Quoted from the article’s beginning:
The new Netflix series “Bridgerton” joins a tiny but growing handful of prestige shows adapted from mass-market romance books. What took so long?
Chris Van Dusen doesn’t describe himself as an avid romance reader. “I’ve dabbled,” he said in a recent interview. “I wouldn’t say that I have romance books lining my bookshelf.”
But as the creator of the new Netflix series “Bridgerton,” a courtship tale set in Regency England and executive produced by Shonda Rhimes, he joins a curiously exclusive club — the men and women bringing popular romance novels to television.
In the book world, romance is big, occasionally bodice-ripping business. Romance novels sell tens of millions of copies each year, with approximately 10,000 new titles appearing annually. “Our industry keeps the book industry running,” said LaQuette, the president-elect of the Romance Writers of America.

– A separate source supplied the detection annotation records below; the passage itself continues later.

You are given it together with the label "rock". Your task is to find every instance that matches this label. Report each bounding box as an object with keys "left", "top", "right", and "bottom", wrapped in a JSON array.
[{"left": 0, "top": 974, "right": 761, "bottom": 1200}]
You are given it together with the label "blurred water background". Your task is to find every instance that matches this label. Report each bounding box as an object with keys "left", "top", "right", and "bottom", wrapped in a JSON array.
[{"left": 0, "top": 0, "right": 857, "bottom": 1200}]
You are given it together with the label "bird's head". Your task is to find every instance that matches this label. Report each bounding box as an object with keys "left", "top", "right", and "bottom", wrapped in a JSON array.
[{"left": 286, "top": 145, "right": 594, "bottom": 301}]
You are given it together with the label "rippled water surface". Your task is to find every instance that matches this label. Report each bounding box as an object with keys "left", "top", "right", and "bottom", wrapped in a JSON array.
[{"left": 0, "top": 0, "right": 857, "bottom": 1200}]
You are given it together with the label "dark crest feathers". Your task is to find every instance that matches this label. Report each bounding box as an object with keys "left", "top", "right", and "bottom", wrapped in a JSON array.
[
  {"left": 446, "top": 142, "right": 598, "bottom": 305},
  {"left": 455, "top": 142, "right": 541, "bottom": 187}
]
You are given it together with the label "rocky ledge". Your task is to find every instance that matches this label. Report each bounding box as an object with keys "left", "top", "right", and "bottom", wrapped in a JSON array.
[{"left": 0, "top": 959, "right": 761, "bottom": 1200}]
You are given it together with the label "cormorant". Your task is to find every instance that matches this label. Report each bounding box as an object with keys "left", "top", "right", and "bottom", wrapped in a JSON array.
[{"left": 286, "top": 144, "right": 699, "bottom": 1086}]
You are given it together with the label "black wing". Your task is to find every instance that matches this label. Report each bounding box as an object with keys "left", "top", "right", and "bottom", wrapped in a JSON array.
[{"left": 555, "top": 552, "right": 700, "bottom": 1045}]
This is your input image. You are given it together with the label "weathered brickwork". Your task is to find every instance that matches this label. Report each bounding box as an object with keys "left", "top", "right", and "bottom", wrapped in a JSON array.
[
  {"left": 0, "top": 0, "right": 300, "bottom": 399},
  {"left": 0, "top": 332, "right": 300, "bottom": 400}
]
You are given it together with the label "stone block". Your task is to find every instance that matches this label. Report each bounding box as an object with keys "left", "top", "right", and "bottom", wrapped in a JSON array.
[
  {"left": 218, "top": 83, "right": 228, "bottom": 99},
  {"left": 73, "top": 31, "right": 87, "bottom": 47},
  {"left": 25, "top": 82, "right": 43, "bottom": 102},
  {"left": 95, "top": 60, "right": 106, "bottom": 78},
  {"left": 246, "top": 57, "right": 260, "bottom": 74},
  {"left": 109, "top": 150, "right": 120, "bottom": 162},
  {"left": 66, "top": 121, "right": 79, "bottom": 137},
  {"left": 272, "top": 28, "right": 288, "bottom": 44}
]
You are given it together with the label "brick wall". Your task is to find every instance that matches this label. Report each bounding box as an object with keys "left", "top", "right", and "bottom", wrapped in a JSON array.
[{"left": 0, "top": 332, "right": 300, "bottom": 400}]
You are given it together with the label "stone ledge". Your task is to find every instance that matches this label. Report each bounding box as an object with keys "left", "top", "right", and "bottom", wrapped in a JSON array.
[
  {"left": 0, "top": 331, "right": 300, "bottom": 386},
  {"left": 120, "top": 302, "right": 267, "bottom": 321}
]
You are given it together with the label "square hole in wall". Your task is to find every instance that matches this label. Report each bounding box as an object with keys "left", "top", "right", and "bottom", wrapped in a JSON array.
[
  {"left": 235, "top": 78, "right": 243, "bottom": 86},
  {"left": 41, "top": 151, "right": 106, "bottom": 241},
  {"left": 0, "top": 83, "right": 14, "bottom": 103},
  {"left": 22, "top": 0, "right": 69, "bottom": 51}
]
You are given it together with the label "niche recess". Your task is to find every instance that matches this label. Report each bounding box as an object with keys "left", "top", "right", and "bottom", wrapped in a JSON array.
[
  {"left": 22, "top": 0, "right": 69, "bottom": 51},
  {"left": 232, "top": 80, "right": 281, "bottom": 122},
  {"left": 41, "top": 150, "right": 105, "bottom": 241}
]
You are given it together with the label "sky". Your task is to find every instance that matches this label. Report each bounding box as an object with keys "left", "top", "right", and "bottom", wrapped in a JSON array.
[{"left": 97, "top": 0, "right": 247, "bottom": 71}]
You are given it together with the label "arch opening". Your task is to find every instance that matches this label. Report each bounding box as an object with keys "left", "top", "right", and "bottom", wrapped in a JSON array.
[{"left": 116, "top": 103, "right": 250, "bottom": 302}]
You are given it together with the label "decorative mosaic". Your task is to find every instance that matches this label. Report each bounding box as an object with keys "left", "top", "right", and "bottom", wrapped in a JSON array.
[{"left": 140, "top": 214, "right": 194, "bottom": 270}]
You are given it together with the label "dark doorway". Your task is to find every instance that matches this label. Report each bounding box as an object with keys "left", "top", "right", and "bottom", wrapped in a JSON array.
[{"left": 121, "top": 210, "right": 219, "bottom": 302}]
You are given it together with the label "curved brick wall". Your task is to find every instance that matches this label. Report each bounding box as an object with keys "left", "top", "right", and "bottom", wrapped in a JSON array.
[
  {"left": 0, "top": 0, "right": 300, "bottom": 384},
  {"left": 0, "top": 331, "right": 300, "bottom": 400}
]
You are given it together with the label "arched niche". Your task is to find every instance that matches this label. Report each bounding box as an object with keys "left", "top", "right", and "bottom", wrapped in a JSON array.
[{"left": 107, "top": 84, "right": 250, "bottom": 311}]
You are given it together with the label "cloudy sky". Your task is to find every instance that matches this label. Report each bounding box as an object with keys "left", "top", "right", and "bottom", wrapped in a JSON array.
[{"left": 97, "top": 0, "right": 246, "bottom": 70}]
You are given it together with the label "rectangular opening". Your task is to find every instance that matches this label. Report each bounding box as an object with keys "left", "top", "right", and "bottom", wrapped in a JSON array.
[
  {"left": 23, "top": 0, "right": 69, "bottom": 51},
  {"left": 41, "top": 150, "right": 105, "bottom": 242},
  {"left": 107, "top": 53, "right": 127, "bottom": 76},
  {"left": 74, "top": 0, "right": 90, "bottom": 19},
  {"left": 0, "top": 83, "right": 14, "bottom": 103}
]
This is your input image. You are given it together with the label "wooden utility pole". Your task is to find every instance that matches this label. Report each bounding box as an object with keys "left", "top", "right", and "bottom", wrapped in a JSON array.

But even as networks and streaming services slaver over intellectual property with prearranged fan bases, few mass-market romance novels have found their way to screens. Character-driven and story rich, they would seem to have a lot of what television wants. But showrunners have played hard to get.
“Among romance readers, there’s been a kind of puzzlement,” said Eric Murphy Selinger, an executive editor of the Journal of Popular Romance Studies and a professor of English at DePaul University. “Why yet another superhero show? Why yet another detective show? Why yet another reboot when here are all of these interesting novels?”